Answer
The solution is $3$.
Work Step by Step
Convert $\frac{\pi }{4}$ into degrees.
$\begin{align}
& \frac{\pi }{4}=\frac{\pi }{4}\left( \frac{180\text{ }\!\!{}^\circ\!\!\text{ }}{\pi } \right) \\
& =\left( \frac{\pi }{\pi } \right)\left( \frac{180\text{ }\!\!{}^\circ\!\!\text{ }}{4} \right) \\
& =45\text{ }\!\!{}^\circ\!\!\text{ }
\end{align}$
Convert $\frac{\pi }{6}$ into degrees.
$\begin{align}
& \frac{\pi }{6}=\frac{\pi }{6}\left( \frac{180\text{ }\!\!{}^\circ\!\!\text{ }}{\pi } \right) \\
& =\left( \frac{\pi }{\pi } \right)\left( \frac{180\text{ }\!\!{}^\circ\!\!\text{ }}{6} \right) \\
& =30\text{ }\!\!{}^\circ\!\!\text{ }
\end{align}$
The expressions for $\tan \theta $ and $\csc \theta $ are
$\tan \theta =\frac{a}{b}$ …… (I)
$\csc \theta =\frac{c}{a}$ …… (2)
Here, $a$ is the length of the side opposite to $\theta $ , $b$ is the length of the side adjacent to $\theta $ and $c$ is the hypotenuse.
In triangle 1,
For $\theta =45\text{ }\!\!{}^\circ\!\!\text{ }$ , $a=1$ and $b=1$
Substitute $\frac{\pi }{4}$ for $\theta $ , $1$ for $a$ and $1$ for $b$ in equation (I).

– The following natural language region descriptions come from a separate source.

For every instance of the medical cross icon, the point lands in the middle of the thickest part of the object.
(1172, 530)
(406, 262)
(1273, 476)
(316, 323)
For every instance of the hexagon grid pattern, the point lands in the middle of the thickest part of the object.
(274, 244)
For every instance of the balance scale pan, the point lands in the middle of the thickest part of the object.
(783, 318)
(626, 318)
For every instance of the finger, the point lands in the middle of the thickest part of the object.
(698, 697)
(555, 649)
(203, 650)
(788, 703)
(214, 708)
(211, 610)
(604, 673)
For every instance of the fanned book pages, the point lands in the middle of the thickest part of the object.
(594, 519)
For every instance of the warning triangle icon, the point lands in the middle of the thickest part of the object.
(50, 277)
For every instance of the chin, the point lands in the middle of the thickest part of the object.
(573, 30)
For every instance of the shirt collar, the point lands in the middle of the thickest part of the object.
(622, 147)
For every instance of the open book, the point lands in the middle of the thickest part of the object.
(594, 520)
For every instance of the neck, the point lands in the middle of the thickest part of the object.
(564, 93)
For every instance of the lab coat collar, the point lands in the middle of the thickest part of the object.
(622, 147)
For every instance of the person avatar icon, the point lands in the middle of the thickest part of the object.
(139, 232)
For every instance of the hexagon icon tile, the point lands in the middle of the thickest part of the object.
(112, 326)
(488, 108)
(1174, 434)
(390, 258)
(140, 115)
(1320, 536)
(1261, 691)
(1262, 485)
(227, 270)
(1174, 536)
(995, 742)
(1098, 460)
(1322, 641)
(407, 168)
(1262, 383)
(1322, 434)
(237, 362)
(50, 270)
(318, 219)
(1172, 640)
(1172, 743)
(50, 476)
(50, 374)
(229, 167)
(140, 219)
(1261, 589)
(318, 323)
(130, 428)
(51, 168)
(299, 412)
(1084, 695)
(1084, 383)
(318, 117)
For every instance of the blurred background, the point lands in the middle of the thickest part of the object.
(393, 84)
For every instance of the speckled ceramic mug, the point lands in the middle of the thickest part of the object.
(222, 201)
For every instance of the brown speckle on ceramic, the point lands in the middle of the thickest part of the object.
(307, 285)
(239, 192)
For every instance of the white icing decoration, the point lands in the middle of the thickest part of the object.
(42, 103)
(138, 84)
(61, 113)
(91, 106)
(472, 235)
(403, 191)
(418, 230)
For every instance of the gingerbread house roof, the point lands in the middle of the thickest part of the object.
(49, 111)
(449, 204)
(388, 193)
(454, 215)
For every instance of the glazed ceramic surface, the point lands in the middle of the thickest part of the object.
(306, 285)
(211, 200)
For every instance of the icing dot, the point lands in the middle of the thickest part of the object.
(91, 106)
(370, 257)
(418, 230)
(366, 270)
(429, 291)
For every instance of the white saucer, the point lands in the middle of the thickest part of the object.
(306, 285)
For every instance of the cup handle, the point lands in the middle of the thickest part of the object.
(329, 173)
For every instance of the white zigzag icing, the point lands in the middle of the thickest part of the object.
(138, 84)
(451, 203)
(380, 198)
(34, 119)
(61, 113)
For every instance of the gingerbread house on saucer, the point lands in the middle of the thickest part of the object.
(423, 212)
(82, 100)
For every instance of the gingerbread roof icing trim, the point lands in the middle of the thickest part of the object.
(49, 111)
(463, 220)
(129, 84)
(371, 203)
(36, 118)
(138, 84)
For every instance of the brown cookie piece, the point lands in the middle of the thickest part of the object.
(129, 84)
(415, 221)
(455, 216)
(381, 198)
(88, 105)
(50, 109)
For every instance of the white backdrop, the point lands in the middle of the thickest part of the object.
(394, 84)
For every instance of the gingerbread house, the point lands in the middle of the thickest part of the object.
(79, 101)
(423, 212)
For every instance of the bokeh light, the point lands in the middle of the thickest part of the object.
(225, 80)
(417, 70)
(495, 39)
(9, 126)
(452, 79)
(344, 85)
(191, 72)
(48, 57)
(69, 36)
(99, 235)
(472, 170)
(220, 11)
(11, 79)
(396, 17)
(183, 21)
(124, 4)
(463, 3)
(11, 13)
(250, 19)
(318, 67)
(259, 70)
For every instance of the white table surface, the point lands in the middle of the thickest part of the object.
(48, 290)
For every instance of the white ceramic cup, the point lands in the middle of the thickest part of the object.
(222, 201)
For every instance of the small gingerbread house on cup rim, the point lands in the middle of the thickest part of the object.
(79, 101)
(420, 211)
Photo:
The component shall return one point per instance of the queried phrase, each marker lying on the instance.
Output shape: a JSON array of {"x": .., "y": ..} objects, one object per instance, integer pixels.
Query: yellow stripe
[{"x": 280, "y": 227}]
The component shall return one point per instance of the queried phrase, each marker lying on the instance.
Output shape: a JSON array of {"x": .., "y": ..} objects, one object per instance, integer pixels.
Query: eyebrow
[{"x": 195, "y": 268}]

$\tan \frac{\pi }{4}=\frac{1}{1}$ …… (3)
In triangle 2,
For $\theta =30\text{ }\!\!{}^\circ\!\!\text{ }$ , $a=1$ and $c=2$
Substitute $\frac{\pi }{6}$ for $\theta $ , $1$ for $a$ and $2$ for $c$ in equation (2).
$\csc \frac{\pi }{6}=\frac{2}{1}$ …… (4)
Add equation (4) and equation (3).
$\begin{align}
& \tan \frac{\pi }{4}+\csc \frac{\pi }{6}=\frac{1}{1}+\frac{2}{1} \\
& =3
\end{align}$
Therefore, the solution is $3$.